I have reasons to remember a person in his late seventies or early eighties in the years from 1980 to 1984. He was the father of a a friend seventeen years younger to me. This young man used to join our Vishnu Sahastranam recitation as many times as he could though we had it everyday those days at my place. I will call him MGA. He also joined our Vrindavan pilgrimages which were once or twice a month. But he was familiar with Vrindavan because he was born there after his late father had migrated to this great pilgrimage after the partition of India.

This piece is of course is about the old man, the father of my young friend MGA. Those affected by the partition in what now is Pakistan, or rather  west  Punjab of prepartion days, mostly went to well known big cities and soon made enough money to become prosperous. How can pilgrimages offer any opportunity to earn big money ? But some of the refugees decided to migrate to pilgrimages and my friend’s father decided to go to Mathura from where he could go to Vrindavan and spend as much with saints and in satsang and also earn money to fulfil his duties as a householder for his family. He had lost one arm, had a small business and earned enough to educate all his sons well. Each of them got good jobs and served their parents faithfully.

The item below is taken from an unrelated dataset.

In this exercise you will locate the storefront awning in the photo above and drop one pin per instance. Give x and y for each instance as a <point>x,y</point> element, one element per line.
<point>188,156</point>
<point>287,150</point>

The father of MGA fell seriously ill in 1982, was on his death bed. In desperation, once he told his son who had got him admitted to a hospital that he wanted me to see his horoscope and also expressed a wish to meet me. I went  to Mathura, where he was in a hospital, to see him.

He asked me to see his horoscope and make a prediction which surprised me . I collected myself and asked him why had he decided, after the partition, to migrate to Mathura and not to a bigger city where he could have earned a big fortune like many others. He said that he wanted to devote his life to Lord Krishna and he had often quoted from the Gita and the Srimad Bhagvatam which he knew as well as any seasoned preacher. I asked him then was he remembering what Lord Krishna had demanded---surrender unto ME ? Was astrological prediction superior to the preachings of Lord Krishna ? The old man kept quiet, took deep breath and after a very long pause, as though woken out of a deep meditation, said that I preached to him what he was forgetting. When he had decided to surrender everything to Lord Krisna why should he forget it now, with death staring at him ?

Slowly a strange glow appeared on his face. He kept quiet, became cheerful and felt very peaceful. I was reminded of what C.G.Jung, the great psychologist, had written once. Jung went to hospitals, saw old men on death bed wanting to cling to life desperately.Jung asked them what was the most important event left to happen in their lives. The answer invariably was Death. Yes, that was  inevitable Jung would tell them and was the only major event awaiting them. Once those old men reconciled to  the fact that death was the only event to take place, they became calm and peace reigned on their faces.

I almost did the same to the father of MGA---but with a difference. I was talking to a Hindu who had such strong spiritual background.

After my rhetorical questions to him he seemed to remember the entire eighth chapter of the Gita and reconciled himself to death beautifully, was remembering only Lord Krishna, forgetting the world, his family and other worries. He became absolutely peaceful and few days after died a beautiful death.

The story of MGA himself in July 2009 is equally beautiful, like his father’s, but with a pleasant difference and I will narrate it after some days. But then remember the eighth chapter of the Gita, the eternal and most beautiful message ever delivered to mankind.